Sunday, March 5, 2017

Ensuring the Social Success of ADHD Students

Excellence in Education: Ensuring the Social Success of ADHD Students
For us to help each student succeed, each of us needs to use accommodations for students with ADHD. While 11% of students are diagnosed with ADHD, each student possesses different strengths and weaknesses; so there’s no such thing as a typical ADHD student. This week’s blog will focus on social skills.

Students with ADHD experience difficulty making and sustaining friendships. Their impulsivity or hyperness may turn-off peers. They may have trouble picking up on social cues, and they may have trouble controlling emotions.
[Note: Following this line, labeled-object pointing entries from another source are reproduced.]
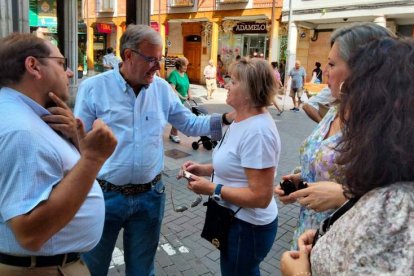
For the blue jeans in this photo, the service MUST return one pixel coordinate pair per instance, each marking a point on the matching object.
(248, 246)
(141, 217)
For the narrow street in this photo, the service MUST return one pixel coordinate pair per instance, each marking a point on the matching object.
(181, 250)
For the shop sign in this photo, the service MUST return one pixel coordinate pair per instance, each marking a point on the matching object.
(233, 1)
(104, 28)
(181, 3)
(250, 27)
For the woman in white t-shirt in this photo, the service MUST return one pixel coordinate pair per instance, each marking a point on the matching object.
(244, 166)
Now imagine yourself as a sophomore with ADHD who has had trouble developing social skills.  Learning, whether academic or “real-life” is a social activity, and for most students, friends are the primary reason to come to school. Again, take a second to put yourself in this student’s shoes.
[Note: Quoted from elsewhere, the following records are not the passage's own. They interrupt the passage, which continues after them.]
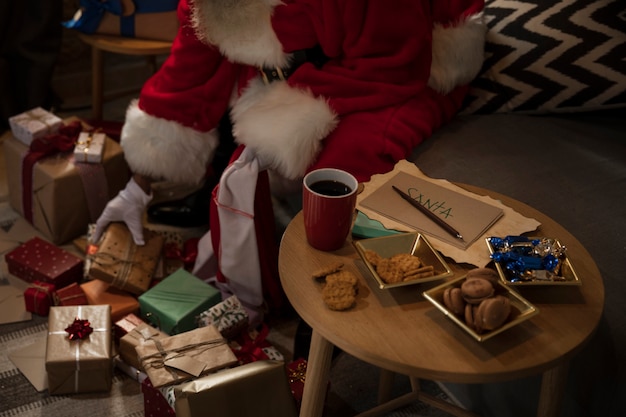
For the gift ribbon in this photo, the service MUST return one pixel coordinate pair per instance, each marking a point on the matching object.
(251, 349)
(91, 12)
(63, 141)
(107, 260)
(77, 345)
(159, 359)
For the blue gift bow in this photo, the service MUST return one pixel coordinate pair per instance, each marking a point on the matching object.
(93, 11)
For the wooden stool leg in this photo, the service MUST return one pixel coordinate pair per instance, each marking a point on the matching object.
(97, 82)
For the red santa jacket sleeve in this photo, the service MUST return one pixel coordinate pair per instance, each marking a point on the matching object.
(170, 131)
(381, 54)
So what can we, as educators, do to ensure the success of ADHD students both academically and socially?
  1. Use cooperative learning activities with clearly assigned roles for each student. Flexible and purposeful grouping of students is essential as placing students with ADHD with other students who struggle socially or executive functioning struggles will not yield success.
  2. Strategically partner students for activities like Think-Pair-Share, Shared Verbal Fluency, Rally Robin, Timed Pair Share, etc.
  3. When possible, have ADHD students share or teach peers when they are successful.
  4. Provide structure and supervision. ADHD students benefit from pre-conferencing (explain expectations and provide positive feedback at the beginning of class/prior to an activity).
  5. Because ADHD students may ramble or say inappropriate things, they benefit from structured conversations or the ability to practice what they are going to say before speaking to the entire class.
  6. Focus on the big things. ADHD students often struggle to remain on-task and well-behaved for 85 minutes. They know the rules but have trouble executing and internalizing.
  7. Create processes to slow ADHD students down. This may be writing or verbalizing a plan of action for an assignment or creating a to-do list for a larger assignment. Use of wait time in questioning is an important strategy as well.
  8. Allow ADHD students time to practice social skills.
  9. Create a signal/cue to help ADHD students improve their social skills.

Useful Links:
Friday Activity Calendar (Mentorship/Portfolio/Club Day) : March 3 is Mentorship (Tolerance and Pep Rally Survey on MoHS webpage)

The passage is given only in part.